Son dönemde gündeme gelen savaş tamtamlarının ve yapılan tehditlerin asıl amacı psikolojik savaştır. Mevcut şartlarda bir savaş ihtimali pek görünmüyor. Çünkü savaşı başlatacak taraf ABD ve İsrail'dir. Gerek ABD ve gerekse siyonist işgal devletindeki askerî strateji uzmanlarının da itiraf ettiği üzere hâkim şartlarda başlatılacak bir savaşın her ne kadar karşı tarafa ağır maliyeti olsa da sonuç itibariyle her bakımdan ABD ve işgal devletinin aleyhine olacaktır.
İşgal devleti bir yandan savaş tehditleri yaparken bir yandan da düşman ilan ettiği tarafların gücünü aşırı şekilde abartıyor.
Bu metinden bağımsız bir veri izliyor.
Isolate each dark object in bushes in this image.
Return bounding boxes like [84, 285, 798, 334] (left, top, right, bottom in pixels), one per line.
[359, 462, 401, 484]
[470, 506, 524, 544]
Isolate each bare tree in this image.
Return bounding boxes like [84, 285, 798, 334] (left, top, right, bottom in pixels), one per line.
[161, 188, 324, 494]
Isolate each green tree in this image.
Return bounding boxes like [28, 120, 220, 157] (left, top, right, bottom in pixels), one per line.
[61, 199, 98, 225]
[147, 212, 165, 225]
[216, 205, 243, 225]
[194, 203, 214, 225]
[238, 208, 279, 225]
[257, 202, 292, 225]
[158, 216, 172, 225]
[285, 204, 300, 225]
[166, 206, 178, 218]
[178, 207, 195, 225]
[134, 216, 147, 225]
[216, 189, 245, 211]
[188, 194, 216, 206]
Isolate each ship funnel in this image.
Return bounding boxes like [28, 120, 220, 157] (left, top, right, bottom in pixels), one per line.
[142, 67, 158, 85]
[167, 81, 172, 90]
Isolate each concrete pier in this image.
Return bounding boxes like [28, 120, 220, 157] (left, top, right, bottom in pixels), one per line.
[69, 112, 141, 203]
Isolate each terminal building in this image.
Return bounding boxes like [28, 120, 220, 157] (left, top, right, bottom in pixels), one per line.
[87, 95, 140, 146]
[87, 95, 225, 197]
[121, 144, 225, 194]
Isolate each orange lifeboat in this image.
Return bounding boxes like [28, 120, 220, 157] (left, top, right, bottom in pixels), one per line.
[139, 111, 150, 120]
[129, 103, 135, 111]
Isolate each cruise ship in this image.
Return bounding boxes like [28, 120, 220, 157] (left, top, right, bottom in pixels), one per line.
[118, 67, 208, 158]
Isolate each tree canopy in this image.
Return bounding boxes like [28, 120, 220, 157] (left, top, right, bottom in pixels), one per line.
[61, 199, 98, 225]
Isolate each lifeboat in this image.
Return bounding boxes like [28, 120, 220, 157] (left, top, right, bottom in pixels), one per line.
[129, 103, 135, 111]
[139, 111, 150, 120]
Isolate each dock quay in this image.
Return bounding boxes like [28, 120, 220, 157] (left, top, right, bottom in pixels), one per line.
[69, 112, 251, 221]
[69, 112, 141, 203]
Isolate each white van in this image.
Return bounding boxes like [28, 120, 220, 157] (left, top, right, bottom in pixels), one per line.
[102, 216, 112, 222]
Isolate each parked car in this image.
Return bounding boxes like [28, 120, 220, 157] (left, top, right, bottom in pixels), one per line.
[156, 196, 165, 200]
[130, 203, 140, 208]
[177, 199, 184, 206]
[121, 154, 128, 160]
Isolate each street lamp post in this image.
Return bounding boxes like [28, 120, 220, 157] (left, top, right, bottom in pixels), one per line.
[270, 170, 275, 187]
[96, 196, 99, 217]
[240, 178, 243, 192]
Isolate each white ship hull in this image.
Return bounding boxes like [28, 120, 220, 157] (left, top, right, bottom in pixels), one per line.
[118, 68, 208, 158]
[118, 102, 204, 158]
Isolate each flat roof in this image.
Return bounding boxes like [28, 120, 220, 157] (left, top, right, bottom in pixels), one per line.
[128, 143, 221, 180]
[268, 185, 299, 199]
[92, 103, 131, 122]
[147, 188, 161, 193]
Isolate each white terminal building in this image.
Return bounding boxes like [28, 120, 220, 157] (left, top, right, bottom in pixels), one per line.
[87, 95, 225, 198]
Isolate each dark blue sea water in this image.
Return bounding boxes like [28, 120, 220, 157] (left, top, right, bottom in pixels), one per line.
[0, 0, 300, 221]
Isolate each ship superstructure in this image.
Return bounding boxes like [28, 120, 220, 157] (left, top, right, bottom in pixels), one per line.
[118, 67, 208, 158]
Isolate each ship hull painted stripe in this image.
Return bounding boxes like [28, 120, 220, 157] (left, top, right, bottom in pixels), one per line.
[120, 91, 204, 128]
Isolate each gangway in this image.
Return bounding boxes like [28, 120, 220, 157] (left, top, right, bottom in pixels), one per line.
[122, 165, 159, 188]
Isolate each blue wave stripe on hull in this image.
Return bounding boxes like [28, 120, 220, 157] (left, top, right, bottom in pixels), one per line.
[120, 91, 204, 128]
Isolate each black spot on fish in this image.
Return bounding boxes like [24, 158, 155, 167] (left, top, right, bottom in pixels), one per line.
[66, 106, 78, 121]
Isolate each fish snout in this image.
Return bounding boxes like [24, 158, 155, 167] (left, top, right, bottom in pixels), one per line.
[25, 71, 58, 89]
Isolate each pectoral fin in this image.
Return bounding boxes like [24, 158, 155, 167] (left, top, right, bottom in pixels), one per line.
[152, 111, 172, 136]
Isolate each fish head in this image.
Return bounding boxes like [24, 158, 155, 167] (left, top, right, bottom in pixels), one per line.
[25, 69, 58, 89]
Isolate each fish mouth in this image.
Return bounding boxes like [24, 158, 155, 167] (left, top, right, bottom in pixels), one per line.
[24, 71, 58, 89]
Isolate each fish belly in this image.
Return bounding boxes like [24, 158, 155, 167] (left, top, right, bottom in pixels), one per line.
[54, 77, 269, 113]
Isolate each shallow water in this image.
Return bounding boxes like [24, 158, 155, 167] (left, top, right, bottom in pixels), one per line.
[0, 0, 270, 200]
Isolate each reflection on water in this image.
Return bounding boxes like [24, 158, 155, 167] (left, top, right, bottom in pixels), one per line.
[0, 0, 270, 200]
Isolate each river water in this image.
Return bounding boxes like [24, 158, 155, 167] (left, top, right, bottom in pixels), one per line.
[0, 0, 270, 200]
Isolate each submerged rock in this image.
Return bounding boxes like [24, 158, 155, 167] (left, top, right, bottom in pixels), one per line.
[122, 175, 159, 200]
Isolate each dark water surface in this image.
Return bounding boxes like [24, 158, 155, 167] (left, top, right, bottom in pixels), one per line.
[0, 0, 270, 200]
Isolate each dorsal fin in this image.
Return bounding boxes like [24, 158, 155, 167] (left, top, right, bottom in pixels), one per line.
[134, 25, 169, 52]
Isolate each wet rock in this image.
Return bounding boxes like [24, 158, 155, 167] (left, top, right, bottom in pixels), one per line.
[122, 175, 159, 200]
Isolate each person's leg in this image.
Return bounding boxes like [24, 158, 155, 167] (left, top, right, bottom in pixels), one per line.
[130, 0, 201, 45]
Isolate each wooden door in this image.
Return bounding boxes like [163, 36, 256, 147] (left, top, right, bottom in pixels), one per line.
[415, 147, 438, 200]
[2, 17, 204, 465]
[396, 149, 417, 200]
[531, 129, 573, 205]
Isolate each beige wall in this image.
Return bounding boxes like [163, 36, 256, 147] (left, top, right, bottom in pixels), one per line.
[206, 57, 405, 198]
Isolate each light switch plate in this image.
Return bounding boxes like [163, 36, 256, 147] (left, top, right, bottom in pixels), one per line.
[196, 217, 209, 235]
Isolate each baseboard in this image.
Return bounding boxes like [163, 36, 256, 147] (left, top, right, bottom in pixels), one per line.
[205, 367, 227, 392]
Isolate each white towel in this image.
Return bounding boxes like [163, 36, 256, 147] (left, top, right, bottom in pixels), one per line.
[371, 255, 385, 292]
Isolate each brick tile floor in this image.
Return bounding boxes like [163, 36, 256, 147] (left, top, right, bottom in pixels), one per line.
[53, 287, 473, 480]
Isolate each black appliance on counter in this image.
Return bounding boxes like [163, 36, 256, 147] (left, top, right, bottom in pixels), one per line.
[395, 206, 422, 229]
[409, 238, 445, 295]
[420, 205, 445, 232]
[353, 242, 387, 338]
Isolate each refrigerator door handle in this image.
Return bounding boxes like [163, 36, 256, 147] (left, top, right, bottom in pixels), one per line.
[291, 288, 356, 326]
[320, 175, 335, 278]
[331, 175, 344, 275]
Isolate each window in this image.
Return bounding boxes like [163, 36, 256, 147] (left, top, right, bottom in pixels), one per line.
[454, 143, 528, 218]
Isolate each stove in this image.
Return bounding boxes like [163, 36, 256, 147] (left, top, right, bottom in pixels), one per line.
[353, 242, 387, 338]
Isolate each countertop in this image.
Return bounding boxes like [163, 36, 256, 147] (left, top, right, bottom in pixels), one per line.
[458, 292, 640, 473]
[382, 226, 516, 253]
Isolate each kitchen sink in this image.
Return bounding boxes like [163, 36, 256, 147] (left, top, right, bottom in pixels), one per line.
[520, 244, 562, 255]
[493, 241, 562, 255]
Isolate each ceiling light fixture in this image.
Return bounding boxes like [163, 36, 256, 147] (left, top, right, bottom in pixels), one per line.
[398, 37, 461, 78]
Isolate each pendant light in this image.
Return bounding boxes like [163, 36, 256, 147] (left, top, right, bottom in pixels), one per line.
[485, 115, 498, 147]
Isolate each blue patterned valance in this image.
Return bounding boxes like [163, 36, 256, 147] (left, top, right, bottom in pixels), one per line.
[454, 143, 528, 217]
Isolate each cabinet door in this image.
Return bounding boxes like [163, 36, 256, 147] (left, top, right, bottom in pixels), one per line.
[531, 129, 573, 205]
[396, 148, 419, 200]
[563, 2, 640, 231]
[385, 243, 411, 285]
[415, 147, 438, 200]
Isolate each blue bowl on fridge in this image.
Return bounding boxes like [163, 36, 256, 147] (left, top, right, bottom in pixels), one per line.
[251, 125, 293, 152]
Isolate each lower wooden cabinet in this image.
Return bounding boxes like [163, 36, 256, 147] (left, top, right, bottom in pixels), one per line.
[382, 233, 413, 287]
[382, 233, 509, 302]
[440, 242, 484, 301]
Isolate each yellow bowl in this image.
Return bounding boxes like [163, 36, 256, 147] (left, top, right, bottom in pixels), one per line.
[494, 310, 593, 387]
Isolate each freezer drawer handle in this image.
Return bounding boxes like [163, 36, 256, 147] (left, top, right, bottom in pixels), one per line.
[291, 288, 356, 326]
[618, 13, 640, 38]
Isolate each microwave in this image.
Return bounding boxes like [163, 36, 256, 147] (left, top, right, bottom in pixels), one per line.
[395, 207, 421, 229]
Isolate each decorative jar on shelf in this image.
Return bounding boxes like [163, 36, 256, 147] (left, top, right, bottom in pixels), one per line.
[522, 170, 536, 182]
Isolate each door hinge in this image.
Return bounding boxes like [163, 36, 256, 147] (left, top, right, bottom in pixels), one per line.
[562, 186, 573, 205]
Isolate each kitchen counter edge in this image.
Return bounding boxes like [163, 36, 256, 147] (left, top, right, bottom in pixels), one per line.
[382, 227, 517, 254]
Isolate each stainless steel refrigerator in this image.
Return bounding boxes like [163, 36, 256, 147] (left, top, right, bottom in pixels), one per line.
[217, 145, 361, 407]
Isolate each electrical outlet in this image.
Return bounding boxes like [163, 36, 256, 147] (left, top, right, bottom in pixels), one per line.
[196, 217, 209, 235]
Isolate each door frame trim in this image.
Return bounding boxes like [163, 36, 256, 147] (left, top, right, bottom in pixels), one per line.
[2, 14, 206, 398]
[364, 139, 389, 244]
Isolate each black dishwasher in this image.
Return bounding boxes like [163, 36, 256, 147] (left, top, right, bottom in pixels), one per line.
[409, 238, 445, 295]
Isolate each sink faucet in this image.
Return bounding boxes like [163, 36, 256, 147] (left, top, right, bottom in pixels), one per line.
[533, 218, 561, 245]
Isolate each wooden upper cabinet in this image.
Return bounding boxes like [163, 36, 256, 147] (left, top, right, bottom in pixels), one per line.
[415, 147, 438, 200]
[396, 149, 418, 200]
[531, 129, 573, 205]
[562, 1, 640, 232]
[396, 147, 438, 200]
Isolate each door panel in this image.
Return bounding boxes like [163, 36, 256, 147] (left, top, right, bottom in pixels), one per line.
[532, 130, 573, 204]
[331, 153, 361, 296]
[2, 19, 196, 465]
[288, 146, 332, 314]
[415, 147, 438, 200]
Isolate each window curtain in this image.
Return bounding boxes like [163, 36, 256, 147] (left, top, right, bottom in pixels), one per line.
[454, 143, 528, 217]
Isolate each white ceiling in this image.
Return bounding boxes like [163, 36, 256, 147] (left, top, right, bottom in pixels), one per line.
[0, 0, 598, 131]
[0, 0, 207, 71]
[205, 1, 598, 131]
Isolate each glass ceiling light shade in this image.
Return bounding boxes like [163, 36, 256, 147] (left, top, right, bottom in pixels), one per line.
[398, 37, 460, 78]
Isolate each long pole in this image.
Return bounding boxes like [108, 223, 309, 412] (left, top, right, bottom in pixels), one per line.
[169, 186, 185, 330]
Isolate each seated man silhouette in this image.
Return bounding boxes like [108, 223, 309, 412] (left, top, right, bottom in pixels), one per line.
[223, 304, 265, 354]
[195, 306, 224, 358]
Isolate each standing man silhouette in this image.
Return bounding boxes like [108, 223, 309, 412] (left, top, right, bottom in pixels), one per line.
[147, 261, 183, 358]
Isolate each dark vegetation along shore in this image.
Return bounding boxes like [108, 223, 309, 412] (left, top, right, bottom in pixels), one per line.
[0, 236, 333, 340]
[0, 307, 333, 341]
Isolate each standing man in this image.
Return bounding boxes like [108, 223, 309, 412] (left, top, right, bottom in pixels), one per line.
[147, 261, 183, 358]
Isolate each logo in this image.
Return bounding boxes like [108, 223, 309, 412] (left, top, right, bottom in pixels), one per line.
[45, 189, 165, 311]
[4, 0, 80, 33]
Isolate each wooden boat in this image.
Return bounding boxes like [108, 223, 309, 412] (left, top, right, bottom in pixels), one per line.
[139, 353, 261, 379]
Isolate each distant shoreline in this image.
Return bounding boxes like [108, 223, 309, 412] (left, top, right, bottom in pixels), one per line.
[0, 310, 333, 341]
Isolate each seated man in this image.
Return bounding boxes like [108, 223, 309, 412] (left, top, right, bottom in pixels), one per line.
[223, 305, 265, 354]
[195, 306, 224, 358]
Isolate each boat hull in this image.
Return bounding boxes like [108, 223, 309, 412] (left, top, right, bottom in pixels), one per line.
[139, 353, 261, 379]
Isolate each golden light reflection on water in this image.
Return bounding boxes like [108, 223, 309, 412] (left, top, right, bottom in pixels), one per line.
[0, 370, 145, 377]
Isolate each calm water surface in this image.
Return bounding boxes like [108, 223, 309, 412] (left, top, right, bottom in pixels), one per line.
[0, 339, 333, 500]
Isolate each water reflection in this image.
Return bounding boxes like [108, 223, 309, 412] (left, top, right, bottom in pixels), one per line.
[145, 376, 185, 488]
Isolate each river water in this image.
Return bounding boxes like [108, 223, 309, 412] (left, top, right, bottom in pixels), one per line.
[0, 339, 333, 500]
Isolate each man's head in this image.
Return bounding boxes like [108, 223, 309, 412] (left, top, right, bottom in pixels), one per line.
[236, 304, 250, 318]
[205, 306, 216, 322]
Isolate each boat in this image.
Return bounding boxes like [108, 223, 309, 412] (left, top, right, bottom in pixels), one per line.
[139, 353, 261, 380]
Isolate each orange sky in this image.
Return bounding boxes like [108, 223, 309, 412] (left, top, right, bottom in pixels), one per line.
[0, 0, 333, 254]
Oysa bu hem işgal devletinin geçmişte izlediği tutuma terstir hem de askeri açıdan onun pek yararına değildir. Örneğin Hamas'ın askerî kanadı durumundaki İzzettin Kassam Birlikleri'nin elinde Tel Aviv'i vuracak menzile sahip füzeler olduğunu ileri sürüyor. Ayrıca bazı helikopterleri ve uçakları vurabilecek füzelerinin bulunduğunu söylüyor. Kassam Birlikleri'nin bu imkânı elde etmesi ise çok önemli bir gelişmedir. Çünkü işgalci katiller en çok hava güçlerini kullanarak saldırı düzenliyor, en büyük zararı Filistin direnişinin, hava saldırıları karşısında eli kolu bağlı olmasından dolayı veriyorlar.
İşgalci siyonistler aynı türden açıklamaları Hizbullah ve İran hakkında da yaptılar. Hizbullah'ın elinde İsrail'in bütün önemli merkezlerine ulaşabilecek menzilde füzeler bulunduğunu söylediler. İran'ın elindeki füzelerin Amerika'yı vurabileceğini iddia ettiler. Bütün bu iddialarından hareketle yeni savaşın tüm cephelerde ve çok çetin olacağını vurgulayan açıklamalar yaptılar.
Konuyla ilgili birtakım yorum ve açıklamalarda işgal devletinin bu iddiaları kendi savaş hazırlığını ve tehditlerini haklı çıkarmak amacıyla yaptığı ifade edildi. İşgal devleti ve ABD son dönemdeki savaş, saldırı ve yıkımlarından dolayı yoğun tepkilere maruz kalmış; muhtelif sivil toplum kuruluşlarının sert eleştirilerine ve tepkilerine hedef olmuştur. Ondan dolayı yeni bir savaşın gerekçesini hazırlamak ve düzenleyecekleri herhangi bir saldırıyı kendilerince haklı gerekçeye dayandırmak amacıyla düşmanın gücünü abartan medyatik faaliyete ihtiyaç duyuyorlar. Bu doğrudur. Ama bizim gördüğümüz kadarıyla son dönemde izlenen stratejinin amaçlarının tümü değil sadece biridir.
ABD ve onun himayesindeki işgal devleti mafya ve eşkıya düzeniyle çalışıyor olmalarından dolayı askerî tehdit güçlerini bir şekilde koruma ihtiyacı duyuyorlar. Siyonist devletin buna özelikle ihtiyacı var ve bir bakıma varlığını sürdürmesi buna bağlıdır. Dolayısıyla bölgede sürekli savaş endişesinin canlı tutulmasını istiyor. Bu da onun tehditlerine, "İsrail her an saldırabilir" korkusunu canlı tutmasına bağlıdır. Fakat bir yandan da eleştirilere muhatap olduğundan bir tarafa "tehdit ediyorsak sebebi var" mesajı veriyor. Öte yandan savaşın kendisine ağıra oturacağını biliyor. Onun için bir tarafa da "savaşı şimdilik erteliyorsak sebebi var" mesajı vermeye çalışıyor.